Before we pick up a gun, our otiose Republican congressional caucus might consider (1) adopting sensible parliamentary rules (which eliminate the filibuster) and (2) eliminating extant circuits and districts and rendering the commissions of their judges effectively null and (3) stripping extant circuits and districts of jurisdiction over given issues and (4) closing the Supreme Court through the appropriations process. Of course, accomplishing any of this would require defenestrating Addison Mitchell McConnell, Richard Burr, Orrin Hatch, and various other ticket punching Capitol Hill drones.
We’re already at the long-chain-of-abuses point, Mr. McClarey. It’s just that the abusers consist of the entire Washington political class less the dissenter faction in the Republican legislative caucuses and their staffs. They have allies in every state capitol and dominate the New England states, New York, Illinois, and California. Effective resistance is nil because no body of state politicians has the cojones to refuse federal swag.
“Effective resistance is nil because”
Because no one has yet successfully run for President on a platform highlighting the way in which self-rule is being replaced by rule by elites, especially if they wear black robes. (Reagan came close to doing this in 1980, but Carter was such a hapless figure that the issues tended to be about his general incompetence. In 1984 it was all “morning in America” hoorah). I suspect that time is coming, especially since the Washington cash spigot, judging by the way nations around the globe are dumping US debt, may stop flowing.
The problem with expecting the Republicans to do something is this: the GOP is led by transactional men, and it bidding fair to elected yet another transactional man to lead it in the House. Transactional types just want to do business and manage optics.
Whereas the Democrats are led by ideologues who refuse to compromise on any but the most peripheral items. And they win.
Well, Don, your position sounds like the old saw attributed to Ben Franklin, who said a rebellion is always legal in the first person, such as “our rebellion.” It is only in the third person – “their rebellion” – that it becomes illegal.
The South certainly thought it had more than enough cause for its rebellion… and given the low bar set by the Founding Fathers and their rebellion, I’d have to agree.
It’s amusing to see Lincoln adulators scramble to explain away the plain contradiction of Lincoln the conquerer advocating revolution whenever the people decide to exercise this constitutional right.
“The South certainly thought it had more than enough cause for its rebellion…”
The vast majority of people in the Border States of the South did not, the black slaves did not, enough white men did not for 100,000 of them to volunteer to fight for the Union.
Secession was very much a minority position in much of the South till very late in the process that led up to the Civil War. Without the wave of hysteria that hit the white portion of the South during the secession winter of 1860-1861 secession would never have occurred.

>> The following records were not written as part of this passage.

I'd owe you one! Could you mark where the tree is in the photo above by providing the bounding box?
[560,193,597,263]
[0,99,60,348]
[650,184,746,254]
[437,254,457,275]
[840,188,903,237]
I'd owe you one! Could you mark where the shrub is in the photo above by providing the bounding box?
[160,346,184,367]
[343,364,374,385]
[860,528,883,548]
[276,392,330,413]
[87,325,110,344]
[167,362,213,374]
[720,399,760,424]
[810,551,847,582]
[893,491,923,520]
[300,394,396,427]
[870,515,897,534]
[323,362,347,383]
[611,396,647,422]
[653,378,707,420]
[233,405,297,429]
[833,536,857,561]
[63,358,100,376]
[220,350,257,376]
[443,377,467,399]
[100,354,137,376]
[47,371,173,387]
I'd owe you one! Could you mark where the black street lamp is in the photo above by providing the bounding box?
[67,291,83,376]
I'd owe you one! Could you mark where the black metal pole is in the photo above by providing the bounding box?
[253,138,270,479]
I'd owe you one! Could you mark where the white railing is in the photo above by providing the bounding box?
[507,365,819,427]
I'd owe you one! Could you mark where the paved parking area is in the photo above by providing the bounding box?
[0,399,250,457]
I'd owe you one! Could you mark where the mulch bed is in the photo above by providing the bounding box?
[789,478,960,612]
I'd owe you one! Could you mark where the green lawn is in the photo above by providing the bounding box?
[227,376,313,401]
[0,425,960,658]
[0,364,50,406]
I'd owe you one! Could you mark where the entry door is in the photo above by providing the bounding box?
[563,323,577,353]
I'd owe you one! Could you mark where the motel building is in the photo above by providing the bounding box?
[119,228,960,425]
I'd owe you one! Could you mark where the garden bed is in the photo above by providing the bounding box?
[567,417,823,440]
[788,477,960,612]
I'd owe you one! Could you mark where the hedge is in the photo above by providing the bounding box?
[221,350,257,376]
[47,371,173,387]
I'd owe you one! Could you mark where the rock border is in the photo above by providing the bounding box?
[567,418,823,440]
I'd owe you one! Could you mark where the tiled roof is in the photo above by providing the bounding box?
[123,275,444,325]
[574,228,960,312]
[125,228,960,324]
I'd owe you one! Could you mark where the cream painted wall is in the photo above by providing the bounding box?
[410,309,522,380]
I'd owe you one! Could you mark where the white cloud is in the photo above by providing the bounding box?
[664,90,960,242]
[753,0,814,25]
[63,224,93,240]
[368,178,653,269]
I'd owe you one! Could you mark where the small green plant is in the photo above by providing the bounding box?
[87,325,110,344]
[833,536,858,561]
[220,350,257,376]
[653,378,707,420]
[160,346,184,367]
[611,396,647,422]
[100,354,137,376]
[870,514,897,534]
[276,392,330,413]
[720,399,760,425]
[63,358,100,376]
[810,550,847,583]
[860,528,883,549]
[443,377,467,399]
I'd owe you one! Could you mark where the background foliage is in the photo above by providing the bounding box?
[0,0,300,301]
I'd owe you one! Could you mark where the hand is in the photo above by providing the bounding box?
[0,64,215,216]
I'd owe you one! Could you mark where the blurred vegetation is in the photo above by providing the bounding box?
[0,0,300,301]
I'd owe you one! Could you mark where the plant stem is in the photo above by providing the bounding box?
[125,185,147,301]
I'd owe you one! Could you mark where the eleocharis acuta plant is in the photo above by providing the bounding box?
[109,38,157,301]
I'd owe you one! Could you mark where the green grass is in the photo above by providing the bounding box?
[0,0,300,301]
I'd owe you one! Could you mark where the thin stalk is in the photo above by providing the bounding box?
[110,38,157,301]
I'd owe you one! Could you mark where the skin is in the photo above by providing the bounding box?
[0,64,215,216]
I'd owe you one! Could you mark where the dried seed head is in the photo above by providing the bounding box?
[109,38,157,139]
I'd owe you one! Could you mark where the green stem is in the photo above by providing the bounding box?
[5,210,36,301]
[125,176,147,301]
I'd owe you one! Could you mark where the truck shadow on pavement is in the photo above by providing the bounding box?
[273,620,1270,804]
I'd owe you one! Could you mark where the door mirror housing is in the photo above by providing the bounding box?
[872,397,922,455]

Let me ask you Tom, what alleged train of abuses did white southerners have to complain about prior to the War that were not directly connected to slavery? What menace to slavery within the slave states did the new Lincoln administration pose that warranted a war that took some 750,000 American lives?
And of course, you mis-apprehend the Constitution, Don.
The fact that a right to secession does not appear in it does not mean that such a right does not exist. The Constitution exists to define and delimit the functions and limitations of the federal government, not the states.
We’ve been over this before, but it bears repeating: the states pre-existed the federal government, by definition, since it is their coming together in a constitutional conventional that created the federal government. They are therefore logically greater than that which they create, and since the constitution is merely a compact or contract by which the states agree to act in concert by ceding very limited and defined authority to the federal government, like any compact or agreement, they can withdraw from it at will.
Moreover, the relevant point is not whether there is a “right of secession” in the constitution, which does not grant rights at all, but whether the constitution permits the federal government to invade a state or compel states to invade each other. Not seeing any such provision, it is unconstitutional for a President to invade a state.
You might ought to maybe consider toning down this post a tad before you scare “Bo.”
So. Where’s this right to revolution to be found in the Constitution? The “good and proper” clause?
And tying it all together with the theme of the post in mind, it is good to recall that Lincoln, the Great Emancipator, ordered the mass execution of 39 Indians in 1862 for “war crimes” following a sham and disgraceful military show trial. http://www.historynet.com/abraham-lincoln-deciding-the-fate-of-300-indians-convicted-of-war-crimes-in-minnesotas-great-sioux-uprising.htm
The Indians, like the Southerners, apparently did not qualify under LIncoln’s “revolution whenever” standard.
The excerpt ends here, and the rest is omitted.